New thresholds set forth by article 2477 Italian Civil Code

In recent years, the discipline relating to the appointment of the body of control in limited liability companies has been subject to several and reiterated modifications that have taken place, in in particular, following the entry into force of the Code of Corporate Crisis and Insolvency (Legislative Decree 14/2019) and its subsequent amendments.Currently, the regulatory framework has finally come to a stable set of rules.

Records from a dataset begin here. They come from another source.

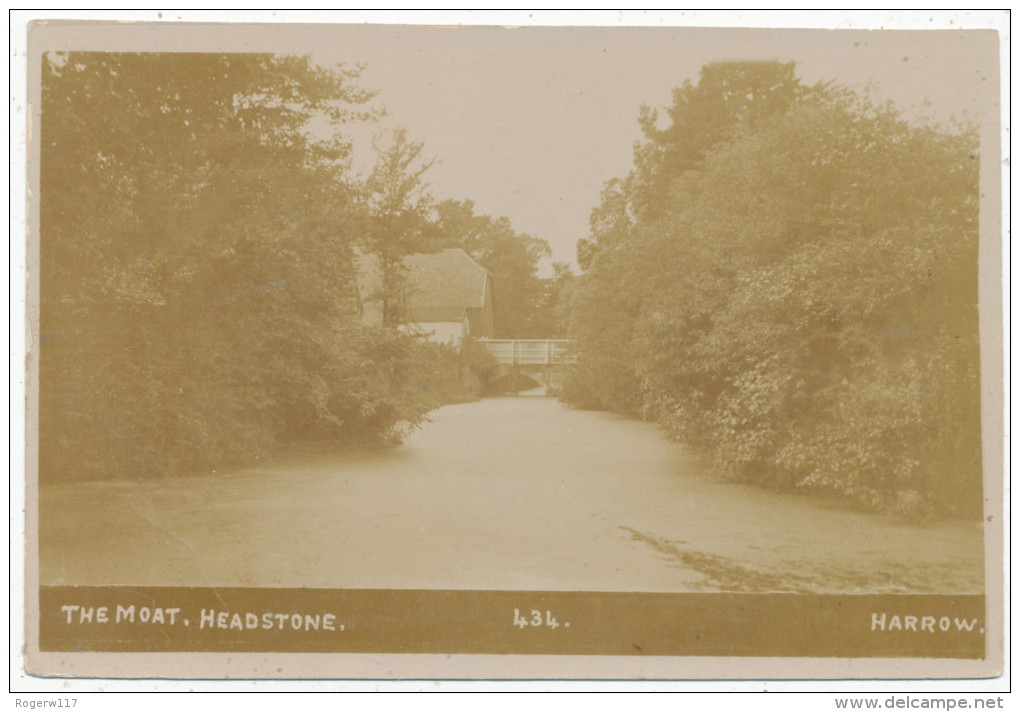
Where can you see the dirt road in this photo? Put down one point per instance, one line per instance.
(507, 493)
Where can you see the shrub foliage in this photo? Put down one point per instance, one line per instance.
(787, 278)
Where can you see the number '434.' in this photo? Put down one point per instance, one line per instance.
(534, 619)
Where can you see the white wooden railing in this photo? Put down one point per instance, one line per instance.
(529, 352)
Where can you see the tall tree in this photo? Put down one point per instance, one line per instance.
(793, 287)
(399, 204)
(197, 299)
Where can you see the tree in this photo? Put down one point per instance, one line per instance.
(197, 283)
(399, 204)
(795, 294)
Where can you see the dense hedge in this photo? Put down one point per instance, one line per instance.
(197, 302)
(794, 291)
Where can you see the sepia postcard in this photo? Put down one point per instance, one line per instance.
(398, 351)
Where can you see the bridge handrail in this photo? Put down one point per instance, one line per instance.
(528, 351)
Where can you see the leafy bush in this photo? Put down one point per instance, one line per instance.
(801, 301)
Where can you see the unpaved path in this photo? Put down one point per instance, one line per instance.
(508, 493)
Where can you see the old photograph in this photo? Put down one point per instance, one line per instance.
(632, 342)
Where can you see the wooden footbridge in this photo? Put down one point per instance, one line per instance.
(529, 352)
(542, 359)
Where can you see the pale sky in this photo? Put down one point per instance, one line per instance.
(529, 122)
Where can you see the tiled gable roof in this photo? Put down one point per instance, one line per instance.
(445, 278)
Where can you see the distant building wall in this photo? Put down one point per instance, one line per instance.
(452, 333)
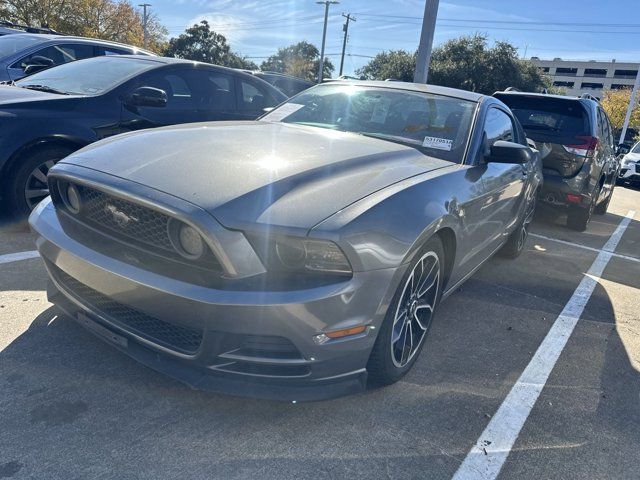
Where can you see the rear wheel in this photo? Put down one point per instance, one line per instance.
(602, 207)
(409, 317)
(27, 182)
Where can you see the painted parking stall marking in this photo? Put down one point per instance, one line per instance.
(584, 247)
(487, 456)
(15, 257)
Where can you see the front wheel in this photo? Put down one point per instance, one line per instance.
(27, 182)
(409, 317)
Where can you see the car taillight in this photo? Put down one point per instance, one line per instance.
(585, 148)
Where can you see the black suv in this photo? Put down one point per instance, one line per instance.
(575, 140)
(48, 115)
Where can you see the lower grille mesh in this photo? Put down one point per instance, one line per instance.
(175, 337)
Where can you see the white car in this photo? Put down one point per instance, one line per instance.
(630, 169)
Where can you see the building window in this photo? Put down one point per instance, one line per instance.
(566, 72)
(625, 73)
(595, 72)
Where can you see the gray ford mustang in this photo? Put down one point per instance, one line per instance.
(295, 257)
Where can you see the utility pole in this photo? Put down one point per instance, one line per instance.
(345, 29)
(632, 103)
(426, 41)
(324, 35)
(144, 21)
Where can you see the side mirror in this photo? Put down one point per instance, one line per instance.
(147, 97)
(37, 63)
(622, 149)
(509, 152)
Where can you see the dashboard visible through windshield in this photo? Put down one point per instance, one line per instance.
(434, 124)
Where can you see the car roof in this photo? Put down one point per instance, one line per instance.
(44, 37)
(416, 87)
(539, 95)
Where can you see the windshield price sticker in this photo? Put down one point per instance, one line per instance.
(380, 111)
(438, 143)
(283, 112)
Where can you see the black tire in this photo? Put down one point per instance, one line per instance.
(21, 178)
(518, 238)
(602, 207)
(384, 366)
(578, 218)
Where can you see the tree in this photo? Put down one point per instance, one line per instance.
(396, 64)
(116, 20)
(467, 63)
(300, 60)
(615, 103)
(202, 44)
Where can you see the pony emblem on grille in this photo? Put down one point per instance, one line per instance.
(121, 218)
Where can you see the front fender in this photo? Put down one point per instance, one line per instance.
(386, 229)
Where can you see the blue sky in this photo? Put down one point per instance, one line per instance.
(572, 29)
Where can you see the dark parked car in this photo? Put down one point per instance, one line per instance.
(576, 143)
(287, 84)
(294, 256)
(50, 114)
(630, 167)
(27, 53)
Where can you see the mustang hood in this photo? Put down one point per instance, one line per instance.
(245, 173)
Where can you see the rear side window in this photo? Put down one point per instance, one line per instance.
(547, 120)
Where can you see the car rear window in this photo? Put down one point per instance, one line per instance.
(549, 120)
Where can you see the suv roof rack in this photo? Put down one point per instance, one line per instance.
(27, 28)
(588, 96)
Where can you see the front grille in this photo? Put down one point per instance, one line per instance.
(145, 225)
(175, 337)
(129, 223)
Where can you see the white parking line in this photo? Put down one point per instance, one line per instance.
(584, 247)
(488, 455)
(14, 257)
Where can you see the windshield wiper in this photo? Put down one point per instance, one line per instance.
(44, 88)
(539, 126)
(394, 139)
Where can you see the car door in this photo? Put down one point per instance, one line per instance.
(58, 54)
(179, 84)
(503, 183)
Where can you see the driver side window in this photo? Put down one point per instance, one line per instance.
(497, 126)
(59, 54)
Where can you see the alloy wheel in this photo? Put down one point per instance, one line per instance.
(36, 187)
(415, 309)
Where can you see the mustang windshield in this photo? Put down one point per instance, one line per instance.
(93, 76)
(435, 124)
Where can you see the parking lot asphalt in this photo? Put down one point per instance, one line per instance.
(73, 407)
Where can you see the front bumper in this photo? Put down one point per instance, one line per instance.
(250, 343)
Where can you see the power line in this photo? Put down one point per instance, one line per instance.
(519, 22)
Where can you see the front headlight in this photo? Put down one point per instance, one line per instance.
(292, 254)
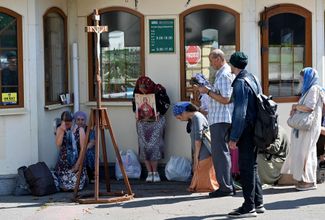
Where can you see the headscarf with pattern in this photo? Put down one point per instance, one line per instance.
(180, 107)
(148, 84)
(310, 78)
(80, 114)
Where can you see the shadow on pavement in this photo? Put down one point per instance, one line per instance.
(218, 216)
(150, 202)
(294, 204)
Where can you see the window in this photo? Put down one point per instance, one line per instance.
(121, 53)
(203, 28)
(55, 55)
(286, 49)
(11, 62)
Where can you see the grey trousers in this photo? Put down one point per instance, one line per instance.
(221, 156)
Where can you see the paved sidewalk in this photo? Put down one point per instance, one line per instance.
(165, 200)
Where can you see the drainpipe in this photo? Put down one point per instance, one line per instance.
(75, 72)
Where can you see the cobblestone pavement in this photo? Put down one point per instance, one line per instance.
(165, 200)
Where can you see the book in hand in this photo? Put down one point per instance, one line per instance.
(145, 107)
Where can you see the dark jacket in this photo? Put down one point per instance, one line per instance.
(245, 108)
(279, 148)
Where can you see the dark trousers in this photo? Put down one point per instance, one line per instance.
(250, 181)
(221, 156)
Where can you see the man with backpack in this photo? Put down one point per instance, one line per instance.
(242, 135)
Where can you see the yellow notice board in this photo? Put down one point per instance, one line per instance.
(9, 98)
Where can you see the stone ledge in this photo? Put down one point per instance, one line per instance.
(7, 184)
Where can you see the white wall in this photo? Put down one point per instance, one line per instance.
(18, 136)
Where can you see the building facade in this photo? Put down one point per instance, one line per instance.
(47, 58)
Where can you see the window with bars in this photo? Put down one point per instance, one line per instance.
(286, 49)
(55, 55)
(199, 35)
(11, 71)
(121, 53)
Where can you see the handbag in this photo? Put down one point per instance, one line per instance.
(206, 139)
(302, 120)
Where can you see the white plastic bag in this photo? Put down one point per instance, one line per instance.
(178, 169)
(131, 165)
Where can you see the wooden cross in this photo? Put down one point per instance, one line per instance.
(98, 30)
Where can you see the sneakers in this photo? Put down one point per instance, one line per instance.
(219, 193)
(156, 177)
(302, 186)
(241, 213)
(260, 209)
(149, 177)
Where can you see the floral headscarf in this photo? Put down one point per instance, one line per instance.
(80, 114)
(310, 78)
(180, 107)
(145, 81)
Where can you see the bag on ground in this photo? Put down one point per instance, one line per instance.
(178, 169)
(131, 165)
(40, 179)
(22, 187)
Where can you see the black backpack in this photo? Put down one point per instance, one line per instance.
(40, 179)
(266, 125)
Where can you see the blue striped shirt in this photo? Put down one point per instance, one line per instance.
(220, 113)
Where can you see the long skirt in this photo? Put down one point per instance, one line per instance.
(204, 178)
(151, 139)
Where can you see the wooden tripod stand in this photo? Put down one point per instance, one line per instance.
(100, 121)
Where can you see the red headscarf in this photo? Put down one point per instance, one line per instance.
(145, 81)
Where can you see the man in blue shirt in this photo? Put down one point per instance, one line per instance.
(241, 137)
(219, 118)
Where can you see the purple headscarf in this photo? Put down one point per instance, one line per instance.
(80, 114)
(180, 107)
(310, 78)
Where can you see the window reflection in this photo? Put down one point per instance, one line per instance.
(120, 54)
(286, 53)
(204, 34)
(9, 86)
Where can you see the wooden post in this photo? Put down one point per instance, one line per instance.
(99, 121)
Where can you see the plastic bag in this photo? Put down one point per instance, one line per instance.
(178, 169)
(131, 165)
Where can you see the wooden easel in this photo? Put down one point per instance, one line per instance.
(99, 121)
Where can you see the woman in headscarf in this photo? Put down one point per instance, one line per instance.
(151, 132)
(71, 143)
(204, 179)
(80, 121)
(301, 161)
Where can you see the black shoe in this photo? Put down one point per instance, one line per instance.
(260, 209)
(219, 193)
(242, 213)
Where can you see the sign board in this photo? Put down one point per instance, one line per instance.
(162, 34)
(193, 55)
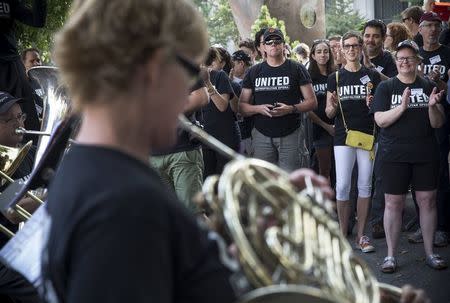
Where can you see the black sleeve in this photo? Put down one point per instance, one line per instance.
(382, 98)
(390, 69)
(223, 85)
(33, 17)
(331, 83)
(302, 74)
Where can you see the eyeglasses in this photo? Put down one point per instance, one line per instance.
(349, 46)
(406, 59)
(272, 42)
(191, 68)
(20, 118)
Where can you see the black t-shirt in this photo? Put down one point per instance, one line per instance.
(117, 234)
(320, 89)
(22, 172)
(437, 60)
(385, 64)
(222, 125)
(353, 90)
(277, 84)
(185, 141)
(411, 138)
(11, 10)
(418, 39)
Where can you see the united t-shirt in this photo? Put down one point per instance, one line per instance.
(277, 84)
(320, 89)
(411, 138)
(353, 89)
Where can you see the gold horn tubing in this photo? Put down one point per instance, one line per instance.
(23, 131)
(29, 194)
(22, 212)
(6, 231)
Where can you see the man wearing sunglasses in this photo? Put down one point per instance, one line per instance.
(281, 90)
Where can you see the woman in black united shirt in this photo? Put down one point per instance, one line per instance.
(355, 85)
(321, 65)
(219, 119)
(407, 110)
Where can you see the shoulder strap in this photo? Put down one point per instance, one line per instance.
(339, 101)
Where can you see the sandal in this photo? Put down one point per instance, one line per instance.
(436, 262)
(389, 265)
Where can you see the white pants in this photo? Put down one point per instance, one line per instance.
(345, 157)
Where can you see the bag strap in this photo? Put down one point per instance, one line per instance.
(339, 101)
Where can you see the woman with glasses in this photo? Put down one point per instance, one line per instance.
(407, 110)
(320, 67)
(348, 94)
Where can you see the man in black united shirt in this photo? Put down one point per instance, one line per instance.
(12, 72)
(374, 34)
(281, 89)
(436, 63)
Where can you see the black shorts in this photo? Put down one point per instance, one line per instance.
(397, 176)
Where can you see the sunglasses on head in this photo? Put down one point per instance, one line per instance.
(275, 41)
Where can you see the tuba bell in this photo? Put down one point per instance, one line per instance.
(288, 243)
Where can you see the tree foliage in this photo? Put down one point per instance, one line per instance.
(341, 17)
(42, 38)
(265, 20)
(219, 20)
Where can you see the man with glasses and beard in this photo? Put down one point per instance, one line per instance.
(281, 89)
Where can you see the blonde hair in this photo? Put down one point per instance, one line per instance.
(104, 42)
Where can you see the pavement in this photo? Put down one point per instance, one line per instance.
(411, 268)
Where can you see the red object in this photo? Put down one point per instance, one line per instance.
(442, 9)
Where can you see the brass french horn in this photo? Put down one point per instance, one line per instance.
(287, 241)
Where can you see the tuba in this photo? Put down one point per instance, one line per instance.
(288, 243)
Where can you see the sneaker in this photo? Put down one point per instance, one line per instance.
(365, 246)
(436, 262)
(378, 231)
(440, 239)
(389, 265)
(416, 237)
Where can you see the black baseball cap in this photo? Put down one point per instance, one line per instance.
(273, 32)
(6, 101)
(241, 56)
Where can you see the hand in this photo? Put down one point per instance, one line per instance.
(329, 128)
(405, 98)
(435, 97)
(282, 109)
(298, 179)
(265, 110)
(204, 74)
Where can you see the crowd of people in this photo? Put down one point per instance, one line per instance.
(370, 107)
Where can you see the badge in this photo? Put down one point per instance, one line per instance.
(416, 91)
(435, 59)
(365, 79)
(379, 68)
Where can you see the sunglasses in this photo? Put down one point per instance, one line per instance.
(272, 42)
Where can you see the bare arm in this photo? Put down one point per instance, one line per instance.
(389, 117)
(435, 110)
(246, 109)
(196, 100)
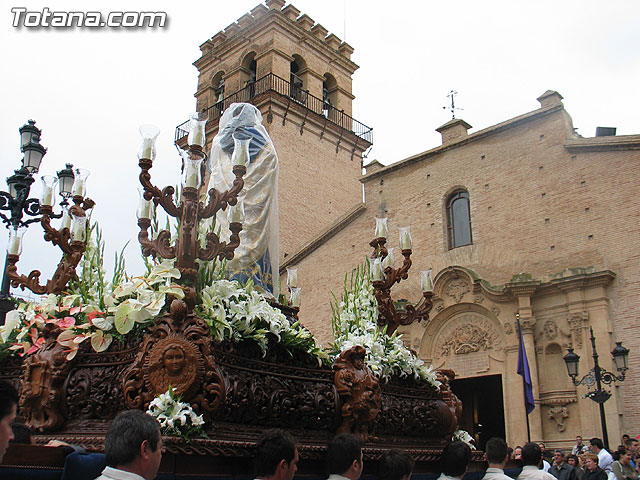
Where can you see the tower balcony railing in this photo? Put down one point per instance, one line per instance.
(291, 92)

Article 2477 of the Italian Civil Code establishes that a limited liability company is required to appoint a body of control (a sole auditor or, at the choice of the shareholders, a board of statutory auditors composed of three effective members and two alternate) or an external auditor if the company:
   a) is required to prepare the consolidated financial statements;
   b) controls a company obliged to carry out the statutory audit of
accounts;
   c) has exceeded at least one of the following limits:
      1) total balance sheet assets: 4 million euros;
      2) revenues from sales and services: 4 million euros;
      3) employees employed on average during the financial year: 20 units.

The obligation to appoint ceases if, for three consecutive financial years, none of the aforementioned limits is exceeded.

The appointment must be made within 30 days of the date of approval of the financial statements as of 31 December 2022.

If, in the presence of the requisites, the shareholders’ meeting fails to appoint the auditor or the body of control, the Court shall provide such appointment upon request of any interested party.

During the approval of the financial statements of the financial year closed on 31.12.2022 it is therefore necessary to adequately check the eventual existence of the above indicated requisites and in case they exceed for two consecutive years to adopt the related resolutions for the appointment of the supervisory body or the auditor.